Come sa chi mi segue sui social, è arrivato ineluttabile il momento che rimandavo da 17 anni circa: bisogna rifare l’impianto elettrico del mio appartamento. Una casa con cui non è mai scattata una scintilla d’amore, ma che è pur sempre la mia casa, specialmente ora che ho finito di pagare il mutuo. Da settembre in effetti avevo cominciato il processo di scarto del superfluo, ma davanti ai mobili da smontare mi ero arenata. La necessità di intervenire pesantemente mi darà almeno l’opportunità di buttare una parte rilevante di ciò che si è accatastato nel tempo.
Che bello, diranno i miei lettori. E qualcuno si azzarda a dirmelo anche dal vivo. Io fatico assai a vedere il lato positivo del vivere per due mesi almeno fuori da casa mia (siamo sfollate a casa di mia madre), assistendo passiva (la mia inettitudine in ogni questione pratica è notoria) a un’operazione che mi costerà verosimilmente il doppio di quanto mi viene al momento preventivato – e comunque uno sproposito. Con l’aggravante che io una sistemazione migliore per la mia casa non riesco davvero a immaginarla. Ho il forte sospetto che, passato il cataclisma, mi troverò in un luogo del tutto equivalente a quello che faticosamente sto facendo smantellare.

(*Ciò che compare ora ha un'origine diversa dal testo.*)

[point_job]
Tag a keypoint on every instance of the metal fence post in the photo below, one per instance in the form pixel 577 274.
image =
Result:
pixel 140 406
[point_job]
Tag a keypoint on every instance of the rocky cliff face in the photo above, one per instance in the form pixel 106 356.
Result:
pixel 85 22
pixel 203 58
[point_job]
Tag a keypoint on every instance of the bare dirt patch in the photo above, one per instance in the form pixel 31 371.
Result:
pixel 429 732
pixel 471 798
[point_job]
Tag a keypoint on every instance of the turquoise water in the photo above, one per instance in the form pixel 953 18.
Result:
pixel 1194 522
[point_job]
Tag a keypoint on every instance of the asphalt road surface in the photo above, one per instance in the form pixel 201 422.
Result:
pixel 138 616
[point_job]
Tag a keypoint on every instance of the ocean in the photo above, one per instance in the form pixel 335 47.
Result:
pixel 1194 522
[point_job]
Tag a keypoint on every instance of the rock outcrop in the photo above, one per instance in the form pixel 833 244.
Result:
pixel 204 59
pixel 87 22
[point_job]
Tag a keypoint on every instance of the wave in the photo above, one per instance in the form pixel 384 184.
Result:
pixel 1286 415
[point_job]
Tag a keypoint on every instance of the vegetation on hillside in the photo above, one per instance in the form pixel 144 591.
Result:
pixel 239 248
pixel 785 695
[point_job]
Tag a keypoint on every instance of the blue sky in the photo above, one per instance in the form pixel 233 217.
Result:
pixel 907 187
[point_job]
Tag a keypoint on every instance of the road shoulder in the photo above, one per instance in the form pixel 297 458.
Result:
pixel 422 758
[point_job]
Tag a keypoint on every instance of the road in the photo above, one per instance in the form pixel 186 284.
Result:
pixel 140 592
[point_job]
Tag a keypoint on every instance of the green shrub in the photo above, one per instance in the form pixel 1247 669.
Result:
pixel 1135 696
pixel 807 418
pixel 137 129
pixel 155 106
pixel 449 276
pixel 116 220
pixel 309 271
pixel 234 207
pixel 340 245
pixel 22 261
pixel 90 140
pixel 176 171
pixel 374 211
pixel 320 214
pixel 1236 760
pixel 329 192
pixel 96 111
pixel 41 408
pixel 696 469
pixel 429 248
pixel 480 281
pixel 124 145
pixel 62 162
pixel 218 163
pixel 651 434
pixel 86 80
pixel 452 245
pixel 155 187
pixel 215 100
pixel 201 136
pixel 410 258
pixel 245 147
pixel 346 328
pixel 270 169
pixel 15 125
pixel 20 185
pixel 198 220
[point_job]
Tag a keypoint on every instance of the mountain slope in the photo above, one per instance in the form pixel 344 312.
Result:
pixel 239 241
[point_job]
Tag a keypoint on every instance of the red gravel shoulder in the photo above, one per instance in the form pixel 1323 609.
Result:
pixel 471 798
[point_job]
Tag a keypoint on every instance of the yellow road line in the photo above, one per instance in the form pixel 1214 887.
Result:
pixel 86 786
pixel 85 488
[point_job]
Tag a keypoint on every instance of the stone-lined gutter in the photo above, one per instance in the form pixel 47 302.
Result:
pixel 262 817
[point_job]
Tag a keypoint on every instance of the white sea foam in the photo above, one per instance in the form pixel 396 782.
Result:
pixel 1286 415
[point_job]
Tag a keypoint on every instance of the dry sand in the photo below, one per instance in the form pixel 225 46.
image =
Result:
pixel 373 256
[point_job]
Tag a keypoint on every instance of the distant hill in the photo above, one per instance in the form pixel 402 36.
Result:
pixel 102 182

Ultima maledizione che incombe su di me: questo film, dalla cui visione a suo tempo trassi argute considerazioni metaforiche, ma che oggi mi si ripropone in tutto il suo crudo significato letterale. Paese che vai, operaio che trovi. Il direttore dei lavori però è romano. “Lunedì non possiamo cominciare”. “Allora magari martedì?”, suggerisco speranzosa. “No, mai. Di Venere e di Marte…”. Già. Non si sposa, non si parte e non si dà nemmeno principio all’arte. La pluridecennale esperienza di L. conferma che tutti i lavori da lui iniziati di martedì o di venerdì sono stati “un bagno di sangue”. Conveniamo che conviene partire sotto presagi migliori.
Domani è mercoledì. Vi terrò aggiornati.